Information Analysis of DNA Sequences

by Riyazuddin Mohammed




Institution: Louisiana State University
Department: Electrical & Computer Engineering
Degree: MS
Year: 2006
Keywords: correlation; entropy; randomness; information theory; junk DNA; divergence
Record ID: 1779099
Full text PDF: http://etd.lsu.edu/docs/available/etd-11172006-091519/


Abstract

The problem of differentiating the informational content of coding (exons) and non-coding (introns) regions of a DNA sequence is one of the central problems of genomics. The introns are estimated to be nearly 95% of the DNA and since they do not seem to participate in the process of transcription of amino-acids, they have been termed junk DNA. Although it is believed that the non-coding regions in genomes have no role in cell growth and evolution, demonstration that these regions carry useful information would tend to falsify this belief. In this thesis, we consider entropy as a measure of information by modifying the entropy expression to take into account the varying length of these sequences. Exons are usually much shorter in length than introns; therefore the comparison of the entropy values needs to be normalized.
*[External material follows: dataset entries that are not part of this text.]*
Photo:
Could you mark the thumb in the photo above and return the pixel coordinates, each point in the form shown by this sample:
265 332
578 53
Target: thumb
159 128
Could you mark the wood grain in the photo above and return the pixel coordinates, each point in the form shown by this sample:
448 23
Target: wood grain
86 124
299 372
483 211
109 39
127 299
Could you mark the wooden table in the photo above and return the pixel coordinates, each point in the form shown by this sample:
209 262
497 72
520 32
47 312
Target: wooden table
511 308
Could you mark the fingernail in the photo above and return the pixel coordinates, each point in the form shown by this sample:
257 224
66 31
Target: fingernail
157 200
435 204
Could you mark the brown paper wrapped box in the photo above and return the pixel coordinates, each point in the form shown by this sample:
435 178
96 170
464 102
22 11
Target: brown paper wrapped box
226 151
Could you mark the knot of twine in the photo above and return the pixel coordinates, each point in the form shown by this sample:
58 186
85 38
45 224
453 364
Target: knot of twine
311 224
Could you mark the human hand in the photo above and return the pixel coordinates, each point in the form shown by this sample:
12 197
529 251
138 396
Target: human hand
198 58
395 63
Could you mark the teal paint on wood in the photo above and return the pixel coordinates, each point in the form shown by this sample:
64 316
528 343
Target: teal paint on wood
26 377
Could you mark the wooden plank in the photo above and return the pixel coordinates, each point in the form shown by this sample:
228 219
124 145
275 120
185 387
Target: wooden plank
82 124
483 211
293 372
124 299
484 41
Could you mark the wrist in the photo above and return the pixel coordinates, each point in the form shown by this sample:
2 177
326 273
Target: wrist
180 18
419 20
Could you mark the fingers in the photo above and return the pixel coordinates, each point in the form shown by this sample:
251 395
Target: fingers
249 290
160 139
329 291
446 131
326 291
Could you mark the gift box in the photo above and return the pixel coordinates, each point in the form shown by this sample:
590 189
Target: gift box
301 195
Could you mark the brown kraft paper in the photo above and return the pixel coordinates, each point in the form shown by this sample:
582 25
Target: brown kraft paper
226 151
A length correction strategy was employed using randomly generated nucleonic base strings built out of the alphabet of the same size as the exons under question. The distance between exons and introns is calculated based on their probability distributions. We found that Zipfs distribution was not followed by the n-tuples in DNA sequences, and a newly modified power distribution derived from the Zipfs distribution was found by trial and error that closely modeled the codon frequencies. Correlation and divergence tests were performed. Our analysis shows that introns carry nearly as much of information as exons, disproving the notion that they do not carry any information. The entropy findings of this thesis are likely to be of use in further study of other challenging works like the analysis of symmetry models of the genetic code.